Are you hungry? Here, have a burger. But you have to eat it within five seconds or I'm taking it back - Safaricom
Dear brands, number of followers does not equal influence. And influence is mostly topical, not general.
I dont care whether its AlShabaab, MRC or the west trying to make the govt look bad. Govt should sort it out. We can have that debate later.
Al Qaeda declaring war on ISIS? LOL. That's like your exes fighting. You wouldn't care if anyone wins provided they hurt each other bad.
Magic: Currently happening on Uhuru highway. Nearly dead flowers and grass have a deadline to deliver beauty by Friday.
Relax guys. Relax. All is well. Ole Lenku is in charge. And if he fails, there are Presidential adverts.

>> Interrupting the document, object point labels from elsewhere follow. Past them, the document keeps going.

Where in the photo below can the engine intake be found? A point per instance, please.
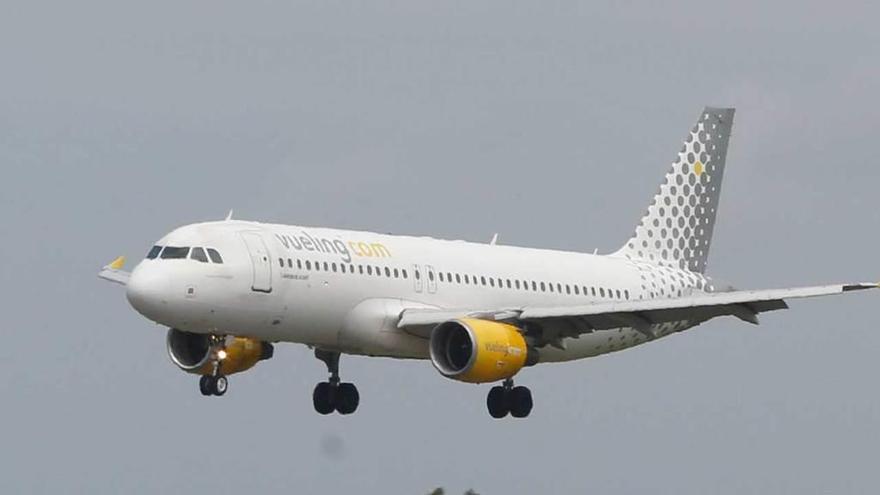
(195, 353)
(478, 351)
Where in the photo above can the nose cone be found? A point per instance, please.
(147, 291)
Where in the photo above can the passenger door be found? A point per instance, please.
(259, 254)
(432, 279)
(417, 278)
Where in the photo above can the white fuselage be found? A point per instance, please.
(343, 290)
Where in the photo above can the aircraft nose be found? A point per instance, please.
(146, 291)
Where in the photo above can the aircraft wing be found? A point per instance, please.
(114, 272)
(569, 321)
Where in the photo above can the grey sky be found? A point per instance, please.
(549, 122)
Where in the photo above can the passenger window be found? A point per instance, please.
(154, 252)
(198, 254)
(174, 253)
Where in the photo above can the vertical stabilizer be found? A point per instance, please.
(677, 229)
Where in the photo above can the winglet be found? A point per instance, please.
(114, 273)
(117, 264)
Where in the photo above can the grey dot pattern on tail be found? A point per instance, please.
(676, 231)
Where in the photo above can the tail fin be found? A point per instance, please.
(677, 228)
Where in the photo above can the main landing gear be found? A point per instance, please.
(333, 395)
(504, 399)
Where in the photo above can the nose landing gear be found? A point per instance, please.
(504, 399)
(333, 395)
(215, 384)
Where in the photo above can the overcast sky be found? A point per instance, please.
(551, 123)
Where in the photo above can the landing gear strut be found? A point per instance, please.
(215, 383)
(333, 395)
(504, 399)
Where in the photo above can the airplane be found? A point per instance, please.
(229, 290)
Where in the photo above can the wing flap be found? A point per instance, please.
(578, 319)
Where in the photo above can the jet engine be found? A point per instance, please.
(478, 351)
(196, 353)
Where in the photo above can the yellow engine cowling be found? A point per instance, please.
(195, 353)
(478, 351)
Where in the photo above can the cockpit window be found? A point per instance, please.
(199, 255)
(154, 252)
(215, 256)
(174, 253)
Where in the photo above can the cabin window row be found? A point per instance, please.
(328, 266)
(532, 285)
(458, 278)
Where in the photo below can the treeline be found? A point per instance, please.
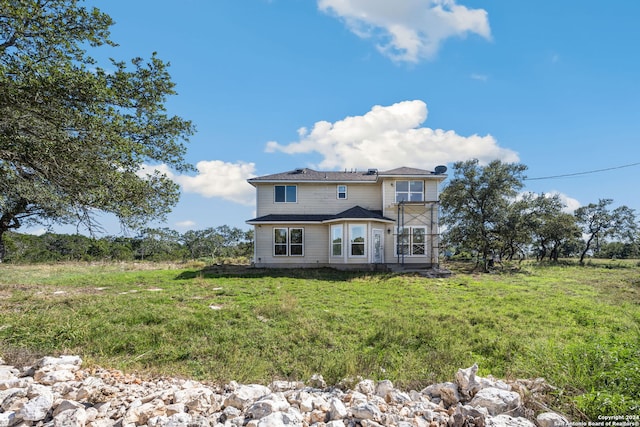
(485, 216)
(217, 244)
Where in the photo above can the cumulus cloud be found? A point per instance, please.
(390, 136)
(215, 178)
(185, 224)
(571, 204)
(408, 30)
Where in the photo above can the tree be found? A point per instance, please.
(599, 222)
(475, 202)
(73, 136)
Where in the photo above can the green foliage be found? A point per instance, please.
(73, 135)
(475, 202)
(222, 244)
(579, 328)
(598, 222)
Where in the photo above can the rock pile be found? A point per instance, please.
(57, 392)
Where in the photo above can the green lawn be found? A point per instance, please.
(578, 327)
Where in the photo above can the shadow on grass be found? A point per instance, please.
(245, 271)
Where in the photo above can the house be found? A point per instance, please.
(347, 220)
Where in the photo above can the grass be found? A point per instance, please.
(578, 327)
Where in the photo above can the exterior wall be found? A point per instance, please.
(316, 246)
(346, 258)
(420, 214)
(319, 198)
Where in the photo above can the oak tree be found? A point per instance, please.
(73, 135)
(475, 202)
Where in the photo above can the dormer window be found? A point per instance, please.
(286, 194)
(409, 191)
(342, 192)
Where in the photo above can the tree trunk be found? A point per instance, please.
(2, 247)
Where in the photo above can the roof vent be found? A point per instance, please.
(439, 170)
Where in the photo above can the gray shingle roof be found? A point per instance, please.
(306, 174)
(355, 212)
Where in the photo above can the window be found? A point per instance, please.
(286, 194)
(357, 240)
(409, 191)
(336, 240)
(288, 241)
(411, 241)
(342, 191)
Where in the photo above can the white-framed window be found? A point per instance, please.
(285, 194)
(357, 240)
(288, 241)
(411, 241)
(341, 192)
(336, 240)
(409, 191)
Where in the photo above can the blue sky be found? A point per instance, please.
(274, 85)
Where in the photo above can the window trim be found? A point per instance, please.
(410, 243)
(286, 193)
(338, 192)
(352, 242)
(409, 192)
(334, 228)
(288, 244)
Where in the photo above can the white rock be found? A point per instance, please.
(337, 409)
(268, 405)
(383, 388)
(245, 395)
(366, 387)
(74, 361)
(12, 399)
(66, 405)
(71, 418)
(368, 411)
(7, 418)
(466, 379)
(496, 401)
(52, 377)
(280, 419)
(277, 386)
(551, 419)
(317, 381)
(504, 420)
(36, 409)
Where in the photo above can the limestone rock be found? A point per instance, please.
(551, 419)
(496, 401)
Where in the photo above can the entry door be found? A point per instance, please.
(378, 248)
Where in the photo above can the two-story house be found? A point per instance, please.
(347, 220)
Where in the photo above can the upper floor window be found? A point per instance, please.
(336, 240)
(288, 241)
(342, 191)
(409, 191)
(411, 241)
(286, 194)
(357, 240)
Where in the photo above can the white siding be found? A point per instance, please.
(316, 245)
(318, 198)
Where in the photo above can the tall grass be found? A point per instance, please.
(577, 327)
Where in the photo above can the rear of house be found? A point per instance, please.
(348, 220)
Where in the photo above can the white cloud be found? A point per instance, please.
(215, 178)
(185, 224)
(408, 30)
(389, 137)
(570, 203)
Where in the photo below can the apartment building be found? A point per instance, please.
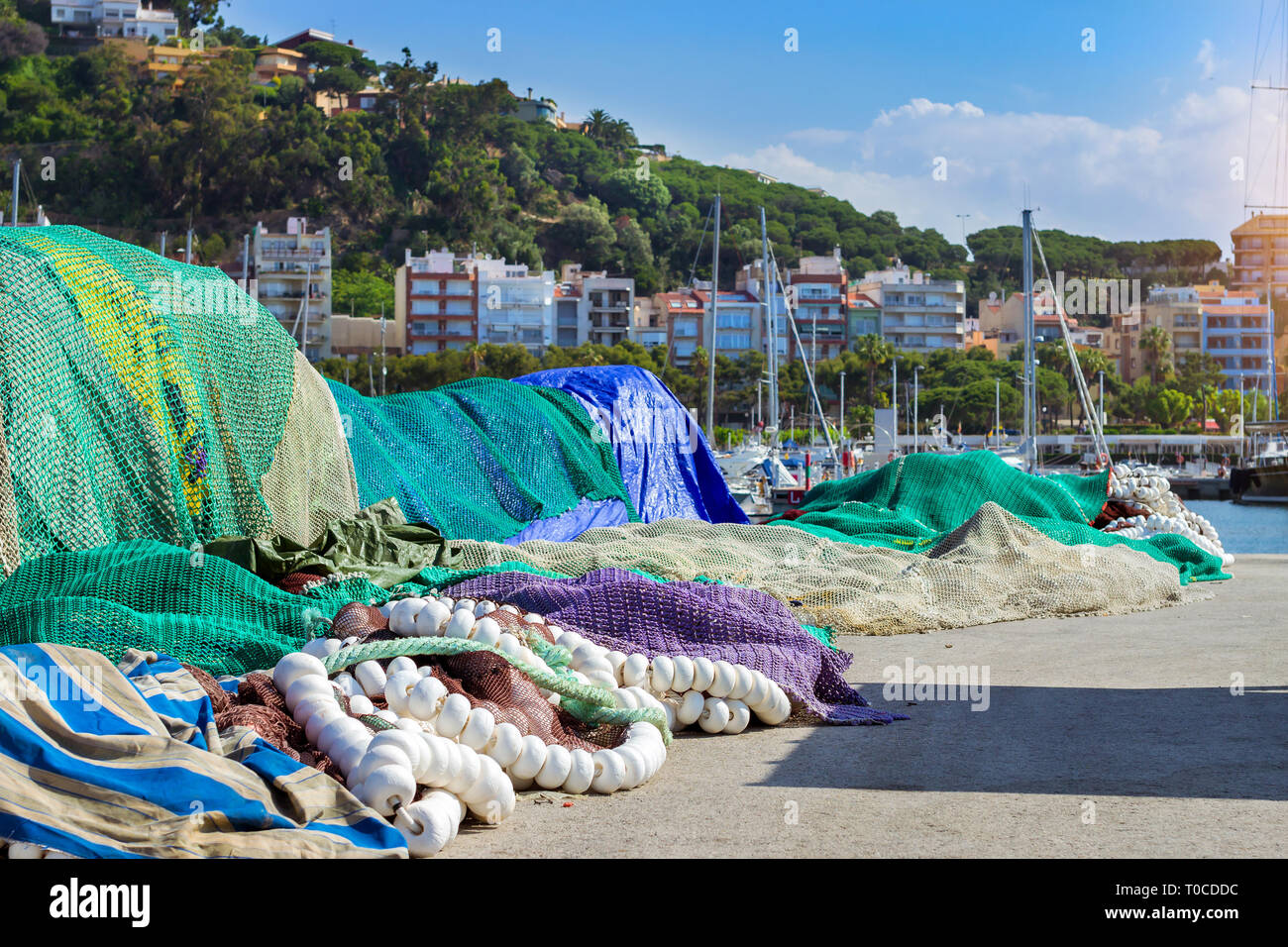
(751, 278)
(514, 307)
(605, 304)
(273, 63)
(1261, 256)
(918, 313)
(292, 272)
(864, 315)
(1179, 312)
(436, 295)
(648, 324)
(818, 285)
(124, 18)
(1237, 331)
(567, 303)
(683, 317)
(360, 335)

I think the President needs another advert in army fatigues. The earlier one isn't scaring them enough.
#RudishaFacts Most people run like the wind. The wind runs like Rudisha
And said HELB compliance cert is valid for a year? LOL. Like they forgot they cleared you or something?
Hackers: We are anonymous!
Lenku: Mr. Anonymous is well known to the government. We'll release his second name shortly.
Mpeketoni: Network jam
Next: Terrorists blocked police on twitter so they were unable to DM them bullets.
I'm good at pretending to be a geek. My clients are even better at pretending I'm good at it.